Weak order booking by Accenture in the key outsourcing business during the March to May quarter is seen by experts as a warning signal for Indian information technology (IT) service companies. The segment is their major play.
Accenture is considered a market leader, with over 60 per cent of revenue from digital services. It reported an outsourcing book to bill ratio of 0.96 in the quarter, as against 1.08 in the preceding one. The company follows a September-August financial year. This relatively weaker order booking, especially from the IT outsourcing segment, was majorly on account of demand softness in BFSI (banking, financial services, insurance) in Europe, apart from the manufacturing vertical. Accenture derives close to 70 per cent of its revenue from IT outsourcing; the ‘consulting’ business accounts for the rest.
“The slower pace of order booking (at Accenture) indicates the total pie is not growing in the outsourcing deal space.

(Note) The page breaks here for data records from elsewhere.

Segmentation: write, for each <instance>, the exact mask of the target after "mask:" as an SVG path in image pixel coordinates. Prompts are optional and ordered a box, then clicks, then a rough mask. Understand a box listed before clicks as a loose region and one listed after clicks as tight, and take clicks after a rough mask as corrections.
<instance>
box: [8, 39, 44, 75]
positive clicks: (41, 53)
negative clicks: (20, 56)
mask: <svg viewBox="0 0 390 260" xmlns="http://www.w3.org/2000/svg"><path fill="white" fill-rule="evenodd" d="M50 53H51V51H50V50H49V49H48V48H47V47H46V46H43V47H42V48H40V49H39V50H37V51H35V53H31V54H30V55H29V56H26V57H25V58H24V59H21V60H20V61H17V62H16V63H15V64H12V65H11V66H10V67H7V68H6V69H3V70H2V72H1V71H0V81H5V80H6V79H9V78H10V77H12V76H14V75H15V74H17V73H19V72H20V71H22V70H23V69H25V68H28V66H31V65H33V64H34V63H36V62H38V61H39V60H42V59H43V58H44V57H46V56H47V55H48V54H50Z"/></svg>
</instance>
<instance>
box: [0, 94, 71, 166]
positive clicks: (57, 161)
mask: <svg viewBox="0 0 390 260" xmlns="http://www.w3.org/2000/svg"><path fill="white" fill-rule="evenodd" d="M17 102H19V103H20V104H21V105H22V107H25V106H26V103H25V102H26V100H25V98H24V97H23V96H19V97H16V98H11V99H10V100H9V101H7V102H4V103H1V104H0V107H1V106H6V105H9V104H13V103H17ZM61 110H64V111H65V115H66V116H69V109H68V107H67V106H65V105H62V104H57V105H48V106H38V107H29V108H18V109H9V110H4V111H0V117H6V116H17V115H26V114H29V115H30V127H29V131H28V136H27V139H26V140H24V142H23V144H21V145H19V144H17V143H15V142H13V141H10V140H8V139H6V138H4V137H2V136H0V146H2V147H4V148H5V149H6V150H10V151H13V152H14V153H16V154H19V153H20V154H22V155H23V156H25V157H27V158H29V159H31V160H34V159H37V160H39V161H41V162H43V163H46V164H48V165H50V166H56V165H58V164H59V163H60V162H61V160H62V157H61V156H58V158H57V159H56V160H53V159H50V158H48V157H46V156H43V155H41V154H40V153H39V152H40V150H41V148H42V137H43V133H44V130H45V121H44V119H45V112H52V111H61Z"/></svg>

Overall, weakness in BFSI, manufacturing and telecom could have some impact on the deal momentum,” said Pareekh Jain, an outsourcing advisor.
According to brokerage Prabhudas Lilladher, growth in technology spending atn BFSI clients in the US and Europe may be muted in 2019-20. This would be due to trade war concerns, uncertainty in central bank policy and Brexit-related developments.
“Accenture bookings and ISG contracting data also indicated weakness in deals,” the report stated.
Some are optimistic that top-tier domestic IT firms will stick to their earlier revenue forecasts for the year. “Pockets of weak BFSI may drive marginal but not meaningful deceleration for Indian IT players. However, it is margins that pose a risk to earnings growth this fiscal and the first quarter of FY20 may reflect some moderation in this regard,” Motilal Oswal said in a research note. For this financial year, market leader Tata Consultancy Services (TCS) is confident of double-digit revenue growth. Infosys has said it expects one of 7.5-9.5 per cent and HCL Technologies of 14-16 per cent.
“Even as the demand environment is reasonable for offshore pure-plays (IT services firms), we expect rough edges to performance of companies with volatile financial services and uncertain manufacturing, especially for those that have high exposure to the automobile segment,” Kotak Institutional Equities said in a note.
“Though broader demand is still reasonable, a slowing market is also a reality.”